5.5 We reserve the right to monitor usage of your Access Credentials during the Term for the purpose of ensuring compliance with this Agreement. If any such monitoring reveals that any Access Credentials have been used in breach of this agreement, we may immediately:
5.5.1 disable your access to the OnDemand Services; and/or
5.5.2 invoice you for the additional Fees that would have been payable under the Order had such usage been authorised in accordance with the terms of this Agreement.
5.6 Except as expressly permitted by an applicable Agreement, you shall not: (i) attempt to copy, modify, create derivative works from, republish, display, make available by any means, or distribute all or any portion of the OnDemand Services and/or related Documentation (as applicable) in any form or media; (ii) compile, disassemble, reverse engineer or otherwise reduce to human-readable form all or any part of the OnDemand Services, except as permitted by applicable law; (ii) access all or any part of the OnDemand Services in order to build a product or service which uses or competes with it; or (iv) save as expressly permitted otherwise by the Agreement, license, sell, rent, lease, novate, assign or otherwise transfer any OnDemand Services and/or their related documentation, and or your rights in respect of them, to any third party.
6. THIRD PARTY SERVICES
6.1 We may from time to time enable functionality within the OnDemand Services to enable you to use the OnDemand Services to interoperate with Third Party Services. You acknowledge and agrees that:
6.1.1 we are not the provider of the Third Party Services and we shall have no liability with respect to any Third Party Services;
6.1.2 any terms and conditions governing the use of the Third Party Services are between you and the applicable provider of the Third Party Services. You agree not to take any action, or use the OnDemand Services, in any way that puts you or us in breach of the relevant third party’s terms. You warrant that you have obtained all necessary rights and consents required to use the OnDemand Services with the Third Party Services;
6.1.3 where you are granting the provider of the Third Party Services access to your User Content stored on the OnDemand Services, we are not controlling the provider of the Third Party Services’ access to your User Content and we are not liable to you pursuant to the terms of this Agreement for any loss, damage or corruption relating to the same; and
6.1.4 we are relieved from any breach of the terms of this Agreement (including any failure to achieve service levels set out in the Support Policy), to the extent such breach is caused by your use of the OnDemand Services with Third Party Services.
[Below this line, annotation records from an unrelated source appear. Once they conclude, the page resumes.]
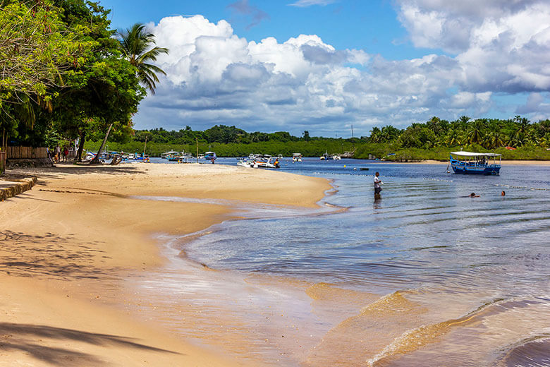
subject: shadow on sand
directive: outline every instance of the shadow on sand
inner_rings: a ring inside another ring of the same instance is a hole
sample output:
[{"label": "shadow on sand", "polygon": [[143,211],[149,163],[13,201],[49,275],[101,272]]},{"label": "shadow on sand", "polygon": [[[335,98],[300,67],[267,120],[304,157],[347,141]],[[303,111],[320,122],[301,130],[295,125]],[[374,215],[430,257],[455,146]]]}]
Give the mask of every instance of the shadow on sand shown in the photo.
[{"label": "shadow on sand", "polygon": [[72,236],[52,233],[30,235],[0,231],[0,272],[19,277],[54,277],[61,279],[112,279],[116,269],[93,265],[109,258],[95,248],[97,241],[80,243]]},{"label": "shadow on sand", "polygon": [[[46,339],[46,340],[44,340]],[[99,347],[122,347],[135,349],[178,354],[178,353],[149,347],[136,342],[135,339],[118,335],[97,334],[51,326],[13,323],[0,323],[0,351],[21,351],[53,366],[99,366],[104,361],[92,354],[73,350],[36,344],[63,342],[87,343]],[[52,344],[53,344],[52,343]]]}]

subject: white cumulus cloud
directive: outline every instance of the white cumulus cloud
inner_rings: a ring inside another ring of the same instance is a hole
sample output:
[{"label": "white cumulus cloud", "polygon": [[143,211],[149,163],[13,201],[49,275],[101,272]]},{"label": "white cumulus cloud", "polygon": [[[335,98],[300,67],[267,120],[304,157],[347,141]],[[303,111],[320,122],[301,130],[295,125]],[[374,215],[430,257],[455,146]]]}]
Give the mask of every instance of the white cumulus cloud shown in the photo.
[{"label": "white cumulus cloud", "polygon": [[391,61],[337,49],[316,35],[248,41],[202,16],[151,23],[157,44],[170,50],[158,59],[167,75],[142,103],[136,127],[223,124],[334,136],[349,135],[351,124],[366,134],[373,124],[479,116],[506,94],[534,93],[511,114],[546,108],[536,96],[550,90],[550,4],[400,1],[411,41],[433,52]]}]

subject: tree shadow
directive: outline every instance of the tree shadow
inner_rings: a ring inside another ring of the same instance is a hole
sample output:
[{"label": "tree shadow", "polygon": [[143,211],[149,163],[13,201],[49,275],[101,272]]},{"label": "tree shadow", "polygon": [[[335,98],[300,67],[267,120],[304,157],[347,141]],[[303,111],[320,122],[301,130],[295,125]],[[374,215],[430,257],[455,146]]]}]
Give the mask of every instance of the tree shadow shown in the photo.
[{"label": "tree shadow", "polygon": [[110,166],[109,164],[87,165],[71,164],[69,166],[60,166],[52,167],[37,167],[26,169],[13,169],[6,172],[6,175],[17,177],[28,177],[37,176],[39,179],[59,178],[59,174],[64,175],[80,175],[88,173],[104,173],[113,175],[128,174],[143,174],[138,167],[133,165]]},{"label": "tree shadow", "polygon": [[36,344],[35,339],[72,341],[97,346],[116,346],[141,350],[179,354],[179,353],[150,347],[136,342],[134,338],[109,334],[98,334],[73,329],[31,324],[0,323],[0,351],[20,351],[33,358],[54,366],[91,366],[106,364],[97,357],[82,351]]},{"label": "tree shadow", "polygon": [[0,231],[0,272],[18,277],[54,277],[58,279],[113,279],[116,268],[93,265],[104,263],[105,251],[94,248],[97,241],[80,243],[71,236],[48,232],[30,235],[9,230]]}]

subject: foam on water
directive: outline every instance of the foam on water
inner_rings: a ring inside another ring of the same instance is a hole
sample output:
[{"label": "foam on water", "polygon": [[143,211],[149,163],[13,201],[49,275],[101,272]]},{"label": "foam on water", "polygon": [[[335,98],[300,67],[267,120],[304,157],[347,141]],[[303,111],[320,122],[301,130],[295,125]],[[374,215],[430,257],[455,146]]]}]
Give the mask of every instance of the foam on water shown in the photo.
[{"label": "foam on water", "polygon": [[[330,205],[199,200],[247,220],[164,239],[173,261],[141,283],[156,307],[143,312],[274,366],[543,366],[550,169],[505,165],[500,176],[472,177],[444,168],[283,162],[282,170],[333,180]],[[384,185],[373,203],[374,171]],[[185,320],[166,314],[174,305]]]}]

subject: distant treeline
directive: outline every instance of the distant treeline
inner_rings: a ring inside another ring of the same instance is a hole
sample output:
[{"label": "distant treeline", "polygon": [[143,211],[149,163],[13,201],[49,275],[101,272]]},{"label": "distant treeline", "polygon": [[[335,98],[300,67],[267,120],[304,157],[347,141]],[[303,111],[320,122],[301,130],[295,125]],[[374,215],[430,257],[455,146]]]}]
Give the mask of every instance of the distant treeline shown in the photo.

6.2 You acknowledge and agree that the warranties and indemnities provided to you in relation to the OnDemand Services pursuant to this Agreement does not apply to the extent that it relates to any Third Party Services.
7. SERVICE LEVELS
7.1 We shall use commercially reasonable endeavours to meet or exceed any service levels set out in the Support Policy. In the event that you experience any problem with the OnDemand Service, you need to log an incident with the OnApp support team using a support ticket subject to and in accordance with the Support Policy.
8. USER CONTENT
8.1 From time to time, we make updates and/or upgrades for the OnDemand Services available to you to. We will notify you once a new update or upgrade is available and implement any such update or upgrade in accordance with our Support Policy.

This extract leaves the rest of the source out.